N'a-t-on toujours pas dit que l'union fait la force ? Pour renverser le pouvoir absolu de l'ancien régime, l'Opposition a compris que le salut n'est possible que dans la solidarité. La grève est entamée sous une haute surveillance policière. Un dispositif policier massif encercle les locaux où a lieu la grève. L'accès est interdit à la société civile, aux médias et aux supporters des grévistes. Même les trois médecins qui désiraient ausculter les grévistes de la faim étaient empêchés de pénétrer dans les lieux et étaient même humiliés. Il fallait la visite d'une délégation de la présidence de l'Union européenne pour que la levée du siège ait lieu. Triste constat, aujourd'hui La dictature benalinienne n'est plus. Le RCD, cet amas d'opportunistes n'est plus. Les anciens militants prennent le pouvoir. Le ras-le-bol populaire a mis fin au régime répressif. Les premières élections libres et transparentes ont lieu.
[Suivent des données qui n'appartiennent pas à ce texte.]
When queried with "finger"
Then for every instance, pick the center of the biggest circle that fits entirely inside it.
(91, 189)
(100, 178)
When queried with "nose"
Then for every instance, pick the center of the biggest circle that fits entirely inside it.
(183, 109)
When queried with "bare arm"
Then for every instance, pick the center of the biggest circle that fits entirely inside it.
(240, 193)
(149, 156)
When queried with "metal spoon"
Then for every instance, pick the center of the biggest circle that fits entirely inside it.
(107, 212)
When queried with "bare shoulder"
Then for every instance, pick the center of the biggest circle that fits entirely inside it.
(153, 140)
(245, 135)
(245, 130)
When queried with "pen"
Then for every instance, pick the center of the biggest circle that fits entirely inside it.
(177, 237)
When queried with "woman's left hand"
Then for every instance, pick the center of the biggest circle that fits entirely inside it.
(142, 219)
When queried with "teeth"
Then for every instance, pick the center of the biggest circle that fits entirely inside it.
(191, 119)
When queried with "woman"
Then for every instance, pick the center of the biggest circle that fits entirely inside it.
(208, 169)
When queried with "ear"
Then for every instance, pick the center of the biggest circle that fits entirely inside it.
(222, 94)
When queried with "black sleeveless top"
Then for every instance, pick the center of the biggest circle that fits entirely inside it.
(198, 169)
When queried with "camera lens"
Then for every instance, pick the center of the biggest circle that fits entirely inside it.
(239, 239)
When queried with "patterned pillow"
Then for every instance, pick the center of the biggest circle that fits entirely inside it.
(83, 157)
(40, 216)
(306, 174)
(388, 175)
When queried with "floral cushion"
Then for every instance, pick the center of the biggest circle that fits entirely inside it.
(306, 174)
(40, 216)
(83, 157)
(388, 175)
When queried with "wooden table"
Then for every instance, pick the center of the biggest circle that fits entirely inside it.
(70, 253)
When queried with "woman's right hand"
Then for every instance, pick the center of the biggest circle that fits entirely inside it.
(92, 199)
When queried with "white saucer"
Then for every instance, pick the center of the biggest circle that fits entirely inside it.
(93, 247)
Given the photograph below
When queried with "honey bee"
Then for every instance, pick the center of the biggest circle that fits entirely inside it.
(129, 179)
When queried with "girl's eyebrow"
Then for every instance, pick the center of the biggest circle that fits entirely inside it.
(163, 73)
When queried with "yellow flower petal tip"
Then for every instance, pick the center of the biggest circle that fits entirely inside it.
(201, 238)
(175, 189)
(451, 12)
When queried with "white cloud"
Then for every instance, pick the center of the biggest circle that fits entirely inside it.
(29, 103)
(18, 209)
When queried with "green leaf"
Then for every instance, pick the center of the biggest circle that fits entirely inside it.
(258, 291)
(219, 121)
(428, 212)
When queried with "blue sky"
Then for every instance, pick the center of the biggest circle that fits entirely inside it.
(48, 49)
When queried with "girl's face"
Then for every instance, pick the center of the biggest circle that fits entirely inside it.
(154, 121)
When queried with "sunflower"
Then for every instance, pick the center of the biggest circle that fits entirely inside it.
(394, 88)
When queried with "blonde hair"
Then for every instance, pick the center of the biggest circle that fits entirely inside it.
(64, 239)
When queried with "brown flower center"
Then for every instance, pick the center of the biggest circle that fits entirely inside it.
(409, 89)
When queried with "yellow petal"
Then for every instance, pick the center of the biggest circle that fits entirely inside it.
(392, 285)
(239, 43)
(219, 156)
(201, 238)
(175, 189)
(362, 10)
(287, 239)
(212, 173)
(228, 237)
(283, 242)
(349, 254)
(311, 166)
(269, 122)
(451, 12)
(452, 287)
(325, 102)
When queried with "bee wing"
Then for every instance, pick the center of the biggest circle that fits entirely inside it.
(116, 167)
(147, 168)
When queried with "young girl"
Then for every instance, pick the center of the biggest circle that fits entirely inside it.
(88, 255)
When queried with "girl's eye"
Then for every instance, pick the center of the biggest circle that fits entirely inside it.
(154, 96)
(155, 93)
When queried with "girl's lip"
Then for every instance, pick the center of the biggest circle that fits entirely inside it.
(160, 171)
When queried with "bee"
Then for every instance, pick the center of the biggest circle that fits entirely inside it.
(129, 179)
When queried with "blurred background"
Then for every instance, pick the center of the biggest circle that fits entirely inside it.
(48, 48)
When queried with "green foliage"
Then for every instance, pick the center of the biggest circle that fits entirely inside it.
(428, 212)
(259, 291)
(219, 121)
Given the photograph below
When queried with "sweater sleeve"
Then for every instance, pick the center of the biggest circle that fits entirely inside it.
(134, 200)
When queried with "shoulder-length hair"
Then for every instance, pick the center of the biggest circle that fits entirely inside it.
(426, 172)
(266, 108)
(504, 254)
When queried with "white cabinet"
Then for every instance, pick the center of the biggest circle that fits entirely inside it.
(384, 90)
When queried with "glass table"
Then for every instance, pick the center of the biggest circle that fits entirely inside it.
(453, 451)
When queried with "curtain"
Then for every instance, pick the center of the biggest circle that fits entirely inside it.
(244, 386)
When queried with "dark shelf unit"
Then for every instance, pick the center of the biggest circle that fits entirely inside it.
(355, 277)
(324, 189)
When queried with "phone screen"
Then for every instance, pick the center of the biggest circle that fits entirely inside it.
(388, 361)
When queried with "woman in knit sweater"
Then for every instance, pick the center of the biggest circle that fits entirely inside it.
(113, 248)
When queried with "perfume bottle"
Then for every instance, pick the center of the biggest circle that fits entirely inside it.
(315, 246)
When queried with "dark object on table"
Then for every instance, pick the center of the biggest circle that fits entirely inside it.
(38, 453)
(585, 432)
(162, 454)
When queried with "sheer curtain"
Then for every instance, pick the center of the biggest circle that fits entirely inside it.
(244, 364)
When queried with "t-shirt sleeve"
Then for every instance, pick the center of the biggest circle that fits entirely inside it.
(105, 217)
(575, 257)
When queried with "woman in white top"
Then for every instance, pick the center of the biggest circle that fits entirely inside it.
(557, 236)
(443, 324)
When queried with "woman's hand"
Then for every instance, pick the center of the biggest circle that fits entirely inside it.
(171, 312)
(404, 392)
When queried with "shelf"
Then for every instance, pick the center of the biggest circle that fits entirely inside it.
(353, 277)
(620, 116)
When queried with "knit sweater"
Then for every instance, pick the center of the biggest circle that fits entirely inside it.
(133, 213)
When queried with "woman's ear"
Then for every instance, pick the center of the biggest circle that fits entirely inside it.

Les Tunisiens obnubilés par ce souffle libérateur croyaient enfin au miracle.
Presque deux ans plus tard, le désenchantement gagne de plus en plus du terrain. Nos anciens militants, n'ayant pu exercer la politique auparavant, sont immatures politiquement et enchaînent les erreurs. Les clivages et conflits idéologiques ressurgissent. Les projets sociétaux, les ambitions économiques et intérêts politiques partitiques et individuels prennent le dessus.
Les débats s'enveniment et les accusations fusent de partout. L'Opposition du 18 octobre 2005 n'est plus. L'alliance s'étiole et le mythe de cette date a disparu. Aujourd'hui, les opposants de Ben Ali se guerroient entre eux. Nationalistes, islamistes, laïques, réformistes, modernistes ou rétrogrades se livrent la guerre du pouvoir. Les uns ne veulent pas, au nom de la légitimité, se remettre en question et reconnaître leurs lacunes. Les autres, se plaisent à envenimer la situation. D'autres encore forment des fronts pour collecter les voix et avoir du poids dans la scène politique. Pas l'ombre d'un accord. Le Collectif 18 octobre n'est plus. Le 23 octobre approche à grands pas. Une date qui devrait, logiquement, sonner la fin de la légitimité du gouvernement provisoire actuel.
A l'approche du 23, le pays va mal. La paranoïa fige les Tunisiens et le pacte de confiance avec les politiciens est rompu depuis des mois. Les acteurs de la scène politique se rendent compte qu'un dialogue national est obligatoire pour sortir de cette crise avec le moins de dégâts possibles et sauver ce qui reste de cette étape transitoire assez précaire. Certains ont répondu présents, hier, à l'initiative de l'UGTT qui appelle toutes les forces politiques à dialoguer ensemble et à écarter leurs différends, alors que d'autres ont préféré rester dans leur Panthéon.